C’est d’ailleurs ce qui primait quand celle-ci avait été annoncée. Des noms souvent confidentiels, des espoirs à découvrir. Et pour bien le faire, il fallait préparer son festival mais aussi faire confiance aux bruits de couloirs. En la matière, la sphère professionnelle, particulièrement bavarde, sait toujours raconter ceux qui les font vibrer. Il fallait aussi se laisser surprendre, entrer dans une des nombreuses salles qui avaient revêtues le bleu du MaMA et donc voir qui y jouait.

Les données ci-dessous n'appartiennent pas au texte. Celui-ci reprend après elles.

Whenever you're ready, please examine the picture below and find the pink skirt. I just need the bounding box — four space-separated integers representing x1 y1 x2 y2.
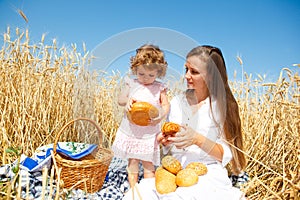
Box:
112 129 160 166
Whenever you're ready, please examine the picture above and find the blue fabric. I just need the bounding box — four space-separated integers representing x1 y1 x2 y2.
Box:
0 156 249 199
0 157 130 199
21 157 39 170
23 143 97 172
229 171 250 188
56 143 97 159
36 143 97 160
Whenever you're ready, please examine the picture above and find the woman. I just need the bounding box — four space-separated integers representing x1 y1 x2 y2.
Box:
123 45 247 200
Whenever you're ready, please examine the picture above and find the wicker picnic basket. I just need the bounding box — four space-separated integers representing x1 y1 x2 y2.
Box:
53 118 113 193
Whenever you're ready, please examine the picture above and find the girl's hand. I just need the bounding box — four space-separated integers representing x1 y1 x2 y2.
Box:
149 115 161 126
125 98 137 112
149 108 166 126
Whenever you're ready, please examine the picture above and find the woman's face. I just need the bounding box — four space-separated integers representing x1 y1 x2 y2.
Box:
185 55 209 94
136 65 158 85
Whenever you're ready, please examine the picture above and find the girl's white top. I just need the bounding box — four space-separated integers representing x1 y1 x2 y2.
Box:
112 76 167 166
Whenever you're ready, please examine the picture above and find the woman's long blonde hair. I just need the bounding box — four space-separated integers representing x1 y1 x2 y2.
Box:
187 45 246 174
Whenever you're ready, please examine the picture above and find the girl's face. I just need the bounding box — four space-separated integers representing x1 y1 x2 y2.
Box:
136 66 158 85
185 55 209 93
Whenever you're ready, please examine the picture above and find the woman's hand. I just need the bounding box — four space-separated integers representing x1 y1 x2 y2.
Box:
168 125 199 149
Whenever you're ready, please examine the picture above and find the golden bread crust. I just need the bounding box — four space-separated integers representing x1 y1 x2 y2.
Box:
185 162 208 176
175 168 199 187
162 122 180 135
127 102 159 126
161 155 182 175
155 166 177 194
155 157 208 194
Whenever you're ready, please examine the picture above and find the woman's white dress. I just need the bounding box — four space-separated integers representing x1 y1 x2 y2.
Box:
123 94 245 200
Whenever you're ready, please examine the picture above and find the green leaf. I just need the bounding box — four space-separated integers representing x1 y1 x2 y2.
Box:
5 148 17 155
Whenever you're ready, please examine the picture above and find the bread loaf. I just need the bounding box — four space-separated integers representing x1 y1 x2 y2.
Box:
185 162 208 176
161 155 182 175
155 166 177 194
175 168 199 187
155 156 208 194
162 122 180 136
127 102 159 126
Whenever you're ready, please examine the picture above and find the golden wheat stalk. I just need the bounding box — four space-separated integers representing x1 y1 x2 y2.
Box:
17 9 28 23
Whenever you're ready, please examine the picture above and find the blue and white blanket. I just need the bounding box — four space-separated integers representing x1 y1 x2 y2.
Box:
0 143 249 199
0 156 131 199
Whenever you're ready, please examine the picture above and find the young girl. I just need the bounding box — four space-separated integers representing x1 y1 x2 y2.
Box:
112 44 170 188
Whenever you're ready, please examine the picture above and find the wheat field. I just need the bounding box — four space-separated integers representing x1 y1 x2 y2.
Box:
0 28 299 199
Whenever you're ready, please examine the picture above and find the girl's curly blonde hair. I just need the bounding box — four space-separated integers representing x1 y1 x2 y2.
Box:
130 44 168 78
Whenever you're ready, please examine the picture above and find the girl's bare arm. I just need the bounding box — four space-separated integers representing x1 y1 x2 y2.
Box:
118 84 130 106
159 89 170 119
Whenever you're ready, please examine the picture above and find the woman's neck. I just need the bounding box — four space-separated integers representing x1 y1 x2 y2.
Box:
186 89 208 105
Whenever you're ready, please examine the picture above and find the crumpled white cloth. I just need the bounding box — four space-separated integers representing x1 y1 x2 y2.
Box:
124 178 246 200
123 164 247 200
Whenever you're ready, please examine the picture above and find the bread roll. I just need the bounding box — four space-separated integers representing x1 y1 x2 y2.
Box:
155 166 177 194
162 122 180 136
161 155 182 175
127 102 159 126
175 168 199 187
185 162 208 176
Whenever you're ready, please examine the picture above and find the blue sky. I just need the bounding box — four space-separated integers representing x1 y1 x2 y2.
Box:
0 0 299 81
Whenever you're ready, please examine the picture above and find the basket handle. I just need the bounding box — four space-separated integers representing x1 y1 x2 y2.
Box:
53 117 103 155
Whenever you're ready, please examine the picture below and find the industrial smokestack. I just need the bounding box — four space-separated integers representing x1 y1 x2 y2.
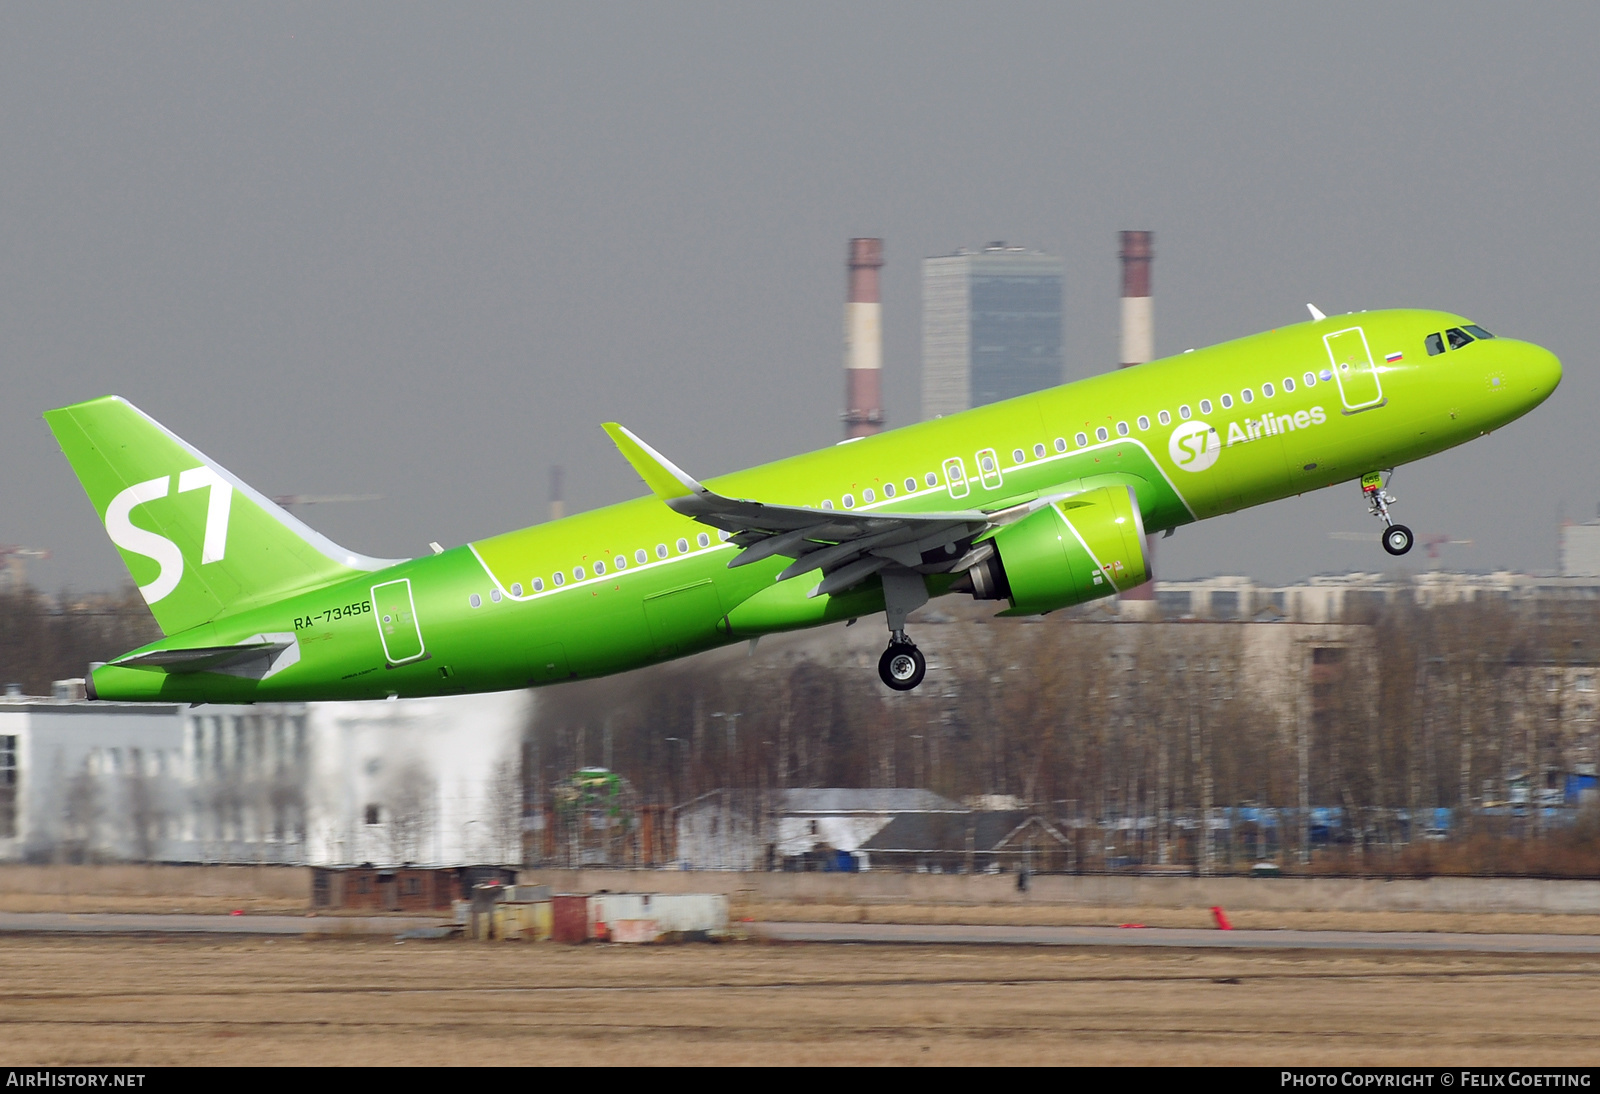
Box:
843 238 885 439
1118 231 1153 369
548 465 564 522
1118 231 1157 604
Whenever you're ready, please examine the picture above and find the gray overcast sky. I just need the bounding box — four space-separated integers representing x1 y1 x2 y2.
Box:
4 2 1597 591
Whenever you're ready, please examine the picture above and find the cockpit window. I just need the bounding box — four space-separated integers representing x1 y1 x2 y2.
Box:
1425 333 1445 356
1463 324 1495 340
1446 327 1474 350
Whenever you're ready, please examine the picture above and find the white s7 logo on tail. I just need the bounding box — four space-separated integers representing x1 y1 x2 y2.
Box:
105 467 233 605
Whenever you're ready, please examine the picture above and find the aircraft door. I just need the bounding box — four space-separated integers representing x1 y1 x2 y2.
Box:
975 448 1003 490
1323 327 1385 411
371 578 426 664
943 457 971 499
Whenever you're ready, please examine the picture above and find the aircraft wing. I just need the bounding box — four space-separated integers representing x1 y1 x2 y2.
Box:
603 423 1069 597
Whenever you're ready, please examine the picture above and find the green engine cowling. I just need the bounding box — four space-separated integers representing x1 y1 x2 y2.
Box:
960 485 1151 615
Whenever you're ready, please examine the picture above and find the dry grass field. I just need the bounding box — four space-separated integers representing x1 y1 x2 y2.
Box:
0 935 1597 1066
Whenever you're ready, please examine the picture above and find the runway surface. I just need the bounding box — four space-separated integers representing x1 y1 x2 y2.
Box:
7 912 1600 953
755 920 1600 953
0 911 451 936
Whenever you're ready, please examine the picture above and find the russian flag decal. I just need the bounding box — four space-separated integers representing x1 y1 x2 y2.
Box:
1384 351 1404 363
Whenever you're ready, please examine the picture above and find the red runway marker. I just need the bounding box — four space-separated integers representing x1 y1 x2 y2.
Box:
1210 906 1233 930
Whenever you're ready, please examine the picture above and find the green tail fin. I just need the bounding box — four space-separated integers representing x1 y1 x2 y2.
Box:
44 396 405 636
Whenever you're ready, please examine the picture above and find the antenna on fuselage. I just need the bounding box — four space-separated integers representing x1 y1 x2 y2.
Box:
1307 303 1326 321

Des coups de coeur, des temps forts, énormément d’arrêts pour saluer des visages connus sur le boulevard Pigalle, qu’on espère toujours traverser vite sans jamais y croire. Et la rencontre entre le public et les visages de l’ombre qui l’aide à mieux découvrir celles et ceux qui peupleront leurs playlists et donc leur journée. Voilà que démarre sous un soleil puissant une nouvelle édition d’un des plus beaux et plus intenses rendez-vous de l’année. En plus cette année, Pop&Shot a l’immense fierté d’être ambassadeurs de l’évènement. On vous prend par la main pour courir avec nous dans Pigalle et revivre les temps forts de ce premier jour.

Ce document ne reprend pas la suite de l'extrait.